Paper No. 8
Presentation Time: 3:45 PM

LATE EOCENE TO RECENT RECORD OF LONG-LIVED DEXTRAL SLIP ALONG THE TRANSITION FROM THE EASTERN TO CENTRAL DENALI FAULT IN THE ALASKA RANGE


ROESKE, Sarah M., Geology Department, University of California, Davis, One Shields Avenue, Davis, CA 95616, BENOWITZ, Jeff, Geophysical Institute and Geochronology Laboratory, University of Alaska Fairbanks, Fairbanks, AK 99775 and O'SULLIVAN, Paul B., Apatite to Zircon, Inc, 1075 Matson Rd, Viola, ID 83872-9709, smroeske@ucdavis.edu

Determining when horizontal slip begins on any one strand of a strike-slip fault system often relies on indirect evidence such as the timing of basin development or rock exhumation. The Denali Fault is an example of an active strike-slip fault with a poorly constrained pre-Holocene slip history. The published Holocene slip rate is ~ 12-13 mm/yr in the eastern Alaska Range, with decreasing rate of strike-slip (~7 mm) and inferred increasing rate of convergence as the fault bends into the central Alaska Range. Researchers have used a proposed offset of 38 km between two ~38 Ma plutons in the central Alaska Range to estimate the total late Eocene to recent displacement. Some conclude that the onset of strike-slip motion on the active trace of the Denali fault began no earlier than late Miocene based on a significant increase in the rate of exhumation at Mt. McKinley, in the central Alaska Range, at ~ 6 Ma.

Our recent research along the Denali fault in the central and eastern Alaska Range provides direct evidence that dextral strike-slip displacement on the current active trace was occurring during high T metamorphism, locally dated at > 35 Ma. This time frame overlaps with the emplacement of a plutonic suite ranging in age from ~35 to ~45 Ma that is restricted to a narrow band on both sides of the Denali fault from the Mt. McKinley region (-152° long.) to the Delta River (-146° long.). Numerous U-Pb detrital zircon dates from this time frame in glacial outwash sands in regions west of the Delta River also document the extensive nature of this late Eocene igneous event. This evidence of dextral slip synchronous with longitudinally extensive magmatism at ~38 Ma calls into question both the timing of initiation and the total slip along this section of the Denali fault.
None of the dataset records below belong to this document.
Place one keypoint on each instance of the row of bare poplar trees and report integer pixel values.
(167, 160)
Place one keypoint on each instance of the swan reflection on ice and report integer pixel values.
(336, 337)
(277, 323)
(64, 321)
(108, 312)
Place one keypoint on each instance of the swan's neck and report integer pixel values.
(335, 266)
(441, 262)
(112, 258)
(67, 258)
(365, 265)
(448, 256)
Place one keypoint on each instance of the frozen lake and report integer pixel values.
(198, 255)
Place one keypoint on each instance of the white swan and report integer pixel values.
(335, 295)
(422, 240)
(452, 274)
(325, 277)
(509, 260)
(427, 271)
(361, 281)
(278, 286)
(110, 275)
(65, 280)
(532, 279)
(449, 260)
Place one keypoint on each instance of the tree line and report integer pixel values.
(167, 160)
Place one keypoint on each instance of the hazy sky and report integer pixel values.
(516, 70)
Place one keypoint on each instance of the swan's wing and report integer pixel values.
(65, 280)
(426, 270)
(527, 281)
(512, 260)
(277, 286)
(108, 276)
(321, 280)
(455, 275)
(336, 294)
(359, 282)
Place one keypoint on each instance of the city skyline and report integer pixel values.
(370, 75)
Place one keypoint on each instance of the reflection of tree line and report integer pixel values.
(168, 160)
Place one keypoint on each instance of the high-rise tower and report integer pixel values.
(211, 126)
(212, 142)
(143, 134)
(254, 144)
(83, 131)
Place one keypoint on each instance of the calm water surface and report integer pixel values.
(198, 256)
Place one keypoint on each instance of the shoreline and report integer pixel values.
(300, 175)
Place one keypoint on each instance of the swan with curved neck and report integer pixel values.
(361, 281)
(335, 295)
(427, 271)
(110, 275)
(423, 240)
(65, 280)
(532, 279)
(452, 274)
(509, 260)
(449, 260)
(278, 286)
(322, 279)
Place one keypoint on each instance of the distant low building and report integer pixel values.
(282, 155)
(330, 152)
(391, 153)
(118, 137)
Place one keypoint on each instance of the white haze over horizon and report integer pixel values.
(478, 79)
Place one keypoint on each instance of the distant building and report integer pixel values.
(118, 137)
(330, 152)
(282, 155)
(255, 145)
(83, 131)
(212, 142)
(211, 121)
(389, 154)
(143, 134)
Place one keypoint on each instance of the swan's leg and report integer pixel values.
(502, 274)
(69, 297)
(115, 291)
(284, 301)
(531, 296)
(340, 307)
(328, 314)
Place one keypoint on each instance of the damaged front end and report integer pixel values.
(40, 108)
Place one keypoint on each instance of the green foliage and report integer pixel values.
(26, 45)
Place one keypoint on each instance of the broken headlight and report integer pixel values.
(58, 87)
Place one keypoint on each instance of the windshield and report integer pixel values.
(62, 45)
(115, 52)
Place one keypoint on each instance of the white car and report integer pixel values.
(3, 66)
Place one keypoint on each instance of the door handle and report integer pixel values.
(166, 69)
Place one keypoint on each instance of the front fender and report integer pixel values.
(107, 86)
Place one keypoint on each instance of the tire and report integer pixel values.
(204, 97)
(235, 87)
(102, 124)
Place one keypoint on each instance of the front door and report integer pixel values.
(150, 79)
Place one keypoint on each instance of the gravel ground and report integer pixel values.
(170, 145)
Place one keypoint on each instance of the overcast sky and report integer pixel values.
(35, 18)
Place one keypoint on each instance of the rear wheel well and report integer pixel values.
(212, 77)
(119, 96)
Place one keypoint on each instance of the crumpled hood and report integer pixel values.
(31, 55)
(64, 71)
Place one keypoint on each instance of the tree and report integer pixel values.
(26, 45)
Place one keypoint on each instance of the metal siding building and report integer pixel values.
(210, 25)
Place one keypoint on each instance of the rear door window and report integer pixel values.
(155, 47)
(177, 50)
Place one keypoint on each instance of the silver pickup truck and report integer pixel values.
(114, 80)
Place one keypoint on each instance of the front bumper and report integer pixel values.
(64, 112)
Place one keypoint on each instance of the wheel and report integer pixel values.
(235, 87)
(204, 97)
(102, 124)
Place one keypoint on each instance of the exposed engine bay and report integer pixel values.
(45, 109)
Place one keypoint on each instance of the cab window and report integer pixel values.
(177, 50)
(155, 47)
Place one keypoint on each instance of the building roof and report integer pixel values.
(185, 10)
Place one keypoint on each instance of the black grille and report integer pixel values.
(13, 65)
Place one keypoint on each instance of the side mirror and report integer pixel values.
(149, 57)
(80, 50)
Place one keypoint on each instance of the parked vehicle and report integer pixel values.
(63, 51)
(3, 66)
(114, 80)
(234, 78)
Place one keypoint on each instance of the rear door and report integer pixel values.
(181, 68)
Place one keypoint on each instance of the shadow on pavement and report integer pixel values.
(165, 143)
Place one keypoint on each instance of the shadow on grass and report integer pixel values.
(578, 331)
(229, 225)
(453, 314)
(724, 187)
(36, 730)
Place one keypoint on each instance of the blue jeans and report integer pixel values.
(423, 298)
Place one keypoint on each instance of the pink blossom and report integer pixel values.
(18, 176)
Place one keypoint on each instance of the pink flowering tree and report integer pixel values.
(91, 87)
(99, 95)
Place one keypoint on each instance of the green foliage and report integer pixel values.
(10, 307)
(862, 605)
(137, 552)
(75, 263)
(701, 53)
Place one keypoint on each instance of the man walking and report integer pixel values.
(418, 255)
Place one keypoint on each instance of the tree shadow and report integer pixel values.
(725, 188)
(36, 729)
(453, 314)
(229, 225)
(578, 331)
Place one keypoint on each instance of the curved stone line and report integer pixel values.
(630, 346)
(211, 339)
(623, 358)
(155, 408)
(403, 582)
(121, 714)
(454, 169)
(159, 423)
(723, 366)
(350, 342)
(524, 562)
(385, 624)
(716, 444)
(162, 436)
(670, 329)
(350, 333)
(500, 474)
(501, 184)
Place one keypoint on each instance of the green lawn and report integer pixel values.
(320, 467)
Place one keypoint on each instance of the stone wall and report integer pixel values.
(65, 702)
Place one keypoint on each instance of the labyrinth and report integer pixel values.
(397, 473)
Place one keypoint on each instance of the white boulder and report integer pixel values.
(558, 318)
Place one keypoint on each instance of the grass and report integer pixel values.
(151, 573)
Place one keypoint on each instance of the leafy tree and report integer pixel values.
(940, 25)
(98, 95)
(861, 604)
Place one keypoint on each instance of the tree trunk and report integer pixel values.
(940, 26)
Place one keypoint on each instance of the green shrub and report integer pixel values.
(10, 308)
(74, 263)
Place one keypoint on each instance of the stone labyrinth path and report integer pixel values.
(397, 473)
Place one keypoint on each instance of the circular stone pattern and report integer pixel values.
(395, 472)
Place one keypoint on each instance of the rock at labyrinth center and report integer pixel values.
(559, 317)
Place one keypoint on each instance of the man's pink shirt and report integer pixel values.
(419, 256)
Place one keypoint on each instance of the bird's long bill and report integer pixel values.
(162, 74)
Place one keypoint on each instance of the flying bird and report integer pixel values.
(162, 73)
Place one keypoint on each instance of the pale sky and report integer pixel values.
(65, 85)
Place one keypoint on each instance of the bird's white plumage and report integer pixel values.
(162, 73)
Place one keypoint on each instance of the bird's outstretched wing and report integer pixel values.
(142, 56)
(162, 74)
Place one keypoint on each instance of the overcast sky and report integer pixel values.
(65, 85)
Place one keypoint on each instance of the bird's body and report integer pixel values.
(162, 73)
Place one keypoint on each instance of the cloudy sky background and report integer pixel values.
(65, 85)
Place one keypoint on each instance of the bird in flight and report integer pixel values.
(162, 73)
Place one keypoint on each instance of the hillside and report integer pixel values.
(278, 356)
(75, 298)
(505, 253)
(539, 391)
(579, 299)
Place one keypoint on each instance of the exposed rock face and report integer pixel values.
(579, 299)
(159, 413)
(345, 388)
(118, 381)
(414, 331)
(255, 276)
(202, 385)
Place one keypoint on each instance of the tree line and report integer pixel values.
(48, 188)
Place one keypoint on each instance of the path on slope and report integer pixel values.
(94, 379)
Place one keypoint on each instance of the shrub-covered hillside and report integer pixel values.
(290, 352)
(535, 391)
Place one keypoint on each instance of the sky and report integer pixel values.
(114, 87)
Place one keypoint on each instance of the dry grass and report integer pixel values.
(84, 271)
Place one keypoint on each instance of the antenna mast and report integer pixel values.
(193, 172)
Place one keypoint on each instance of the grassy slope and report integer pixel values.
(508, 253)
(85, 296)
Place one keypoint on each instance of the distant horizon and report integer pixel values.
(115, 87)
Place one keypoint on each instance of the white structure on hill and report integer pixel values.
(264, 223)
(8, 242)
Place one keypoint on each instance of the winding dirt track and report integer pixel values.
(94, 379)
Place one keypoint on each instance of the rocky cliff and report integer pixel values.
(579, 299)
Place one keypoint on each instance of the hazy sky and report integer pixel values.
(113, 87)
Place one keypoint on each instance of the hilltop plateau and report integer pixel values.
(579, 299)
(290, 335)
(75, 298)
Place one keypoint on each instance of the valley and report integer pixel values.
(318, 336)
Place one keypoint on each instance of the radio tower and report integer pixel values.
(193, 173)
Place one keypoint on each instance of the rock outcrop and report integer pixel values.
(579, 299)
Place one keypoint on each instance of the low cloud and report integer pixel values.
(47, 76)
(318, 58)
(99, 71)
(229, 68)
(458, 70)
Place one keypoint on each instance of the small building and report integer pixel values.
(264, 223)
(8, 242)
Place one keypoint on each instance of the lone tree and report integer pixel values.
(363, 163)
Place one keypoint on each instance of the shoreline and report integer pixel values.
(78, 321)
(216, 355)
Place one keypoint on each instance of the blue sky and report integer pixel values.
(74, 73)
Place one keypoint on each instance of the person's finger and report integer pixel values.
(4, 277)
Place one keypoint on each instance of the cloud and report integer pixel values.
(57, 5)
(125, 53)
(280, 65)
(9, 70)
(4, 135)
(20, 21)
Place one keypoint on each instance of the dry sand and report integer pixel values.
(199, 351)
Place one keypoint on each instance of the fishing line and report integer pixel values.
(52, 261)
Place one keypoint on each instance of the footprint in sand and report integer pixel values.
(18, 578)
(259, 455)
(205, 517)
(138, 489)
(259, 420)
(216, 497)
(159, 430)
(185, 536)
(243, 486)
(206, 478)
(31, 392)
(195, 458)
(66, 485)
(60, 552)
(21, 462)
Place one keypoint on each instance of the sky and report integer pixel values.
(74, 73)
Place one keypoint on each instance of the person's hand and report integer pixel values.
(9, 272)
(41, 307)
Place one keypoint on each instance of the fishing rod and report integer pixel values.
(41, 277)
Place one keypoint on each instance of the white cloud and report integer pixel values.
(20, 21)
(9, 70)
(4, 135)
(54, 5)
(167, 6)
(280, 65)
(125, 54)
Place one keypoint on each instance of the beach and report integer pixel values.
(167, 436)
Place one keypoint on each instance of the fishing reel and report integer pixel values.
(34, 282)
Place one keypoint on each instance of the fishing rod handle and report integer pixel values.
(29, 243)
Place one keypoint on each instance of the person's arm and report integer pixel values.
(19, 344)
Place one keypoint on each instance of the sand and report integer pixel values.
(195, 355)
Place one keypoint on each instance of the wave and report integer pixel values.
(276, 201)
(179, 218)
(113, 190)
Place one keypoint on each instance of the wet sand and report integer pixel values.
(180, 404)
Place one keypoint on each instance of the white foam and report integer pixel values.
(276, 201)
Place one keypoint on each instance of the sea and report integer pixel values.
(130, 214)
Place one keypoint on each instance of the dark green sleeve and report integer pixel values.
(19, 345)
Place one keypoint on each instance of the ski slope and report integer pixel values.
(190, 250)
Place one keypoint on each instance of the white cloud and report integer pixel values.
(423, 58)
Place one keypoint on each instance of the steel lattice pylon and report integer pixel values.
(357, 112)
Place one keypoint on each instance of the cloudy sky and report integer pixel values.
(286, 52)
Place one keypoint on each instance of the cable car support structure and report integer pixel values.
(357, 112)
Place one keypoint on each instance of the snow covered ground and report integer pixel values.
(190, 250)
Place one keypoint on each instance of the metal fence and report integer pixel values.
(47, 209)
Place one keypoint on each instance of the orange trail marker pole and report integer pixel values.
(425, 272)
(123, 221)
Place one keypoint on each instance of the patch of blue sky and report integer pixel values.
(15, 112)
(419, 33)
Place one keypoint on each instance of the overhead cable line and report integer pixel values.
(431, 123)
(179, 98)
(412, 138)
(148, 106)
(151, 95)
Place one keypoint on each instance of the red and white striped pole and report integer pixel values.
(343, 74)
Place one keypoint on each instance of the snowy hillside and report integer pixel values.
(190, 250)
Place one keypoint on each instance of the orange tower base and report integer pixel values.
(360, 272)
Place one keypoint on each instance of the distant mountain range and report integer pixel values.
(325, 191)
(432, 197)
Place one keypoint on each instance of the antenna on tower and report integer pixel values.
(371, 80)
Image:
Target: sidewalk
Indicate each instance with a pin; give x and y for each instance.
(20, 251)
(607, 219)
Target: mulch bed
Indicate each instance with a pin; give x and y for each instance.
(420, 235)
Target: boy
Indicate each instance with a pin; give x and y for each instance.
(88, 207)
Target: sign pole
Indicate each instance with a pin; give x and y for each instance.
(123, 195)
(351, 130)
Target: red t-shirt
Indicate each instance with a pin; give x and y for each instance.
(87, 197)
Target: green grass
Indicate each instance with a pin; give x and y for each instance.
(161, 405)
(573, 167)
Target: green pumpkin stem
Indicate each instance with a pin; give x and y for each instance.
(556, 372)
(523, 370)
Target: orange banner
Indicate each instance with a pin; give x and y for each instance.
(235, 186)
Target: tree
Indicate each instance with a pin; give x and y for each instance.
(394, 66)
Metamorphic rocks from this region contain oblique dextral and thrust kinematic indicators and have mica cooling ages of ~ 16 Ma, indicating dextral slip also was occurring during a known Miocene to recent rapid exhumation event. A minimum rate of dextral slip of ~ 3-4 mm/yr at ~16 Ma can be determined from the average pitch of the oblique lineation, combined with the rate of regional exhumation (~.9 km/Ma). These constraints on Miocene dextral slip provide additional data in support of piercing point relationships that point toward ~ 300 km of displacement along the eastern Denali fault since 25 Ma.